Taking the alluring city of Utrecht as a starting point, this course offers students the opportunity to step into history. This historical journey, which illuminates Europe from the Middle Ages to the end of the 19th century, will help course participants to understand the many social, historical, religious and cultural factors that came to shape modern Europe.
The visits so some of the museums, cathedrals and canals of Utrecht and Amsterdam, will show students some of the most breathtaking highlights of European history and culture.
One of the time periods that will be dealt with is the Dutch Golden Age: the era roughly spanning the 17th century. In this era the Dutch became one of the world’s greatest maritime, economic and artistic world powers after rebelling against their Spanish rulers. To obtain an impression of the significance of this era in Dutch and European history, several locations in Utrecht will be visited. This includes Utrecht’s Gothic Saint Martin’s Cathedral, the place where the Union of Utrecht was signed in 1579, signaling the Dutch hunger for independence; the wharfs and wealthy canal houses that still testify of the incredible economic success of Europe in the Golden Age; and the public parks and patrician houses, which attest to the rising bourgeoisie in the 19th century.
In this course students will have the opportunity to visit several historical museums in Utrecht, the Rijksmuseum in Amsterdam and the 13th century royal palace in The Hague where the Dutch government is seated today. After these two weeks in Utrecht, students will be able to analyze and discuss the role of the Netherlands in the making of Europe and have a firm understanding of the main political, religious and cultural developments that took place in Europe in this time period. During these two weeks, course participants will definitely be able to ‘experience’ history.

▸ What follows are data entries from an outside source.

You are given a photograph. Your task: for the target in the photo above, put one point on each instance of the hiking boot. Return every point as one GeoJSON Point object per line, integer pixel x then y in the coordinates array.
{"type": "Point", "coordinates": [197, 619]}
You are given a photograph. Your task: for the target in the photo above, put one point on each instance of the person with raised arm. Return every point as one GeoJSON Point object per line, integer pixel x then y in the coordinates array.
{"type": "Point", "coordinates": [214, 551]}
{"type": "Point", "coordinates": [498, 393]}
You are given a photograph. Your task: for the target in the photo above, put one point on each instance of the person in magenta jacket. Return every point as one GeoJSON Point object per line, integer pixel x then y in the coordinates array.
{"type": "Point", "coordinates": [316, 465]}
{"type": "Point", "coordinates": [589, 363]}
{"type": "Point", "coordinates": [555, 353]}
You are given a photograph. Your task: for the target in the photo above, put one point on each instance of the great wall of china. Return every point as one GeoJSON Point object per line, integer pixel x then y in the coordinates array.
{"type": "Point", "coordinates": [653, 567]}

This course has been designed for students with an interest in the social, cultural and political developments taking place in Europe from the Middle Ages until the end of the 19th century.
Aim of the course
At the end of this course, students should be able to:
- Describe and evaluate different theories and conceptualisations of the historic development of Europe, with specific attention for the Netherlands
- Show an understanding of various historic monuments and their relation to historic developments
- Demonstrate an understanding of political, socio-economic and cultural aspects of the European developments
- Demonstrate this critical knowledge and understanding in written and verbal form.
This course consists of 12 to 16 hours of lectures per week; approximately 10 hours of fieldtrips; self-study.
Examination and grading: Students will be expected to hand in three minor written and oral tests. In addition, they are graded for their attendance and participation. These assignments make up 30% of the final grade. 70% of the final grade consists of a written final exam testing all reading and lecture materials.